Satu minggu yang diberikan Raja untuk Raya benar-benar dimanfaatkan. Ruangan yang tadinya hanya berisi meja dan kursi kini bertambah dengan lemari, buffet, karpet, kelambu, beberapa bingkai foto dan perangkat audio sederhana dan televisi kecil. Nuansa coklat dipilih Raya agar teduh, hangat dan berkesan profesional. Sebenarnya ia menyesuaikan warnanya dengan sofa panjang dan meja kopi berwarna krem tua di sudut. Perabotan ini semua ia angkut dari rumahnya. Rumah kecilnya kini menjadi sedikit lebih lega. Betapa beruntungnya Raya, mendapat pekerjaan yang ia impikan, langsung dengan posisi dan ruang khusus untuknya, bukan kubikel seperti karyawan yang lain. Padahal ia tak punya pengalaman sebagai manajer produksi. Sedikit bertanya-tanya, dan sedikit curiga. Tapi Raya menepis kecurigaannya. Ia yakin Raja tak mungkin menerimanya untuk berbuat macam-macam. Namun ia tetap akan waspada. Ia siap resign lagi sewaktu-waktu ia merasa mendapat ancaman di perusahaan ini. Semoga saja itu tak perlu ia lakukan. 

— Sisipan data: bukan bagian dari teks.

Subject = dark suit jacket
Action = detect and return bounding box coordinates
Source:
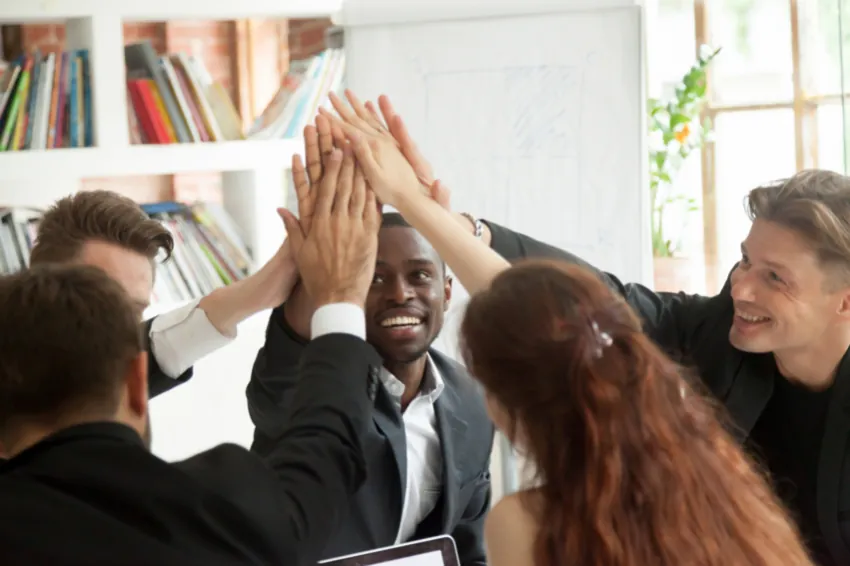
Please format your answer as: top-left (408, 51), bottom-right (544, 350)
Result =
top-left (247, 307), bottom-right (493, 566)
top-left (488, 222), bottom-right (850, 564)
top-left (0, 334), bottom-right (382, 566)
top-left (142, 317), bottom-right (192, 399)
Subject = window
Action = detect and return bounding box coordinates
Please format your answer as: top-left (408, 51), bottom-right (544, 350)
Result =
top-left (649, 0), bottom-right (850, 292)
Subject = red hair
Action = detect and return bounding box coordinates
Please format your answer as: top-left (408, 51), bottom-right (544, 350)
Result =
top-left (461, 261), bottom-right (811, 566)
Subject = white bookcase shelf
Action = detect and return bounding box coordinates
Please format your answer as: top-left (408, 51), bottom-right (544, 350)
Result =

Senin pertama ia bekerja, ia memilih setelan hitam andalannya. Blazer hitam dengan ujung lengan warna putih dan pantalon hitam, kemeja putih dan sepatu hitam. Simpel, klasik, nyaman dan profesional. Ia menyetir Honda Civic peninggalan ayahnya dengan puas. Sesampai di kantor, ia tertegun. Semua berpakaian sangat kasual!! 

“Selamat pagi, Raya. Rapi sekali kamu. Masa hari pertama kerja sudah ada meeting dengan klien?” sapa Raja. Ia mengenakan kaus berkerah, jaket denim dan jeans serta sepatu kets. 

“S..sepertinya aku salah kostum,” kata Raya gugup. Raja tergelak. 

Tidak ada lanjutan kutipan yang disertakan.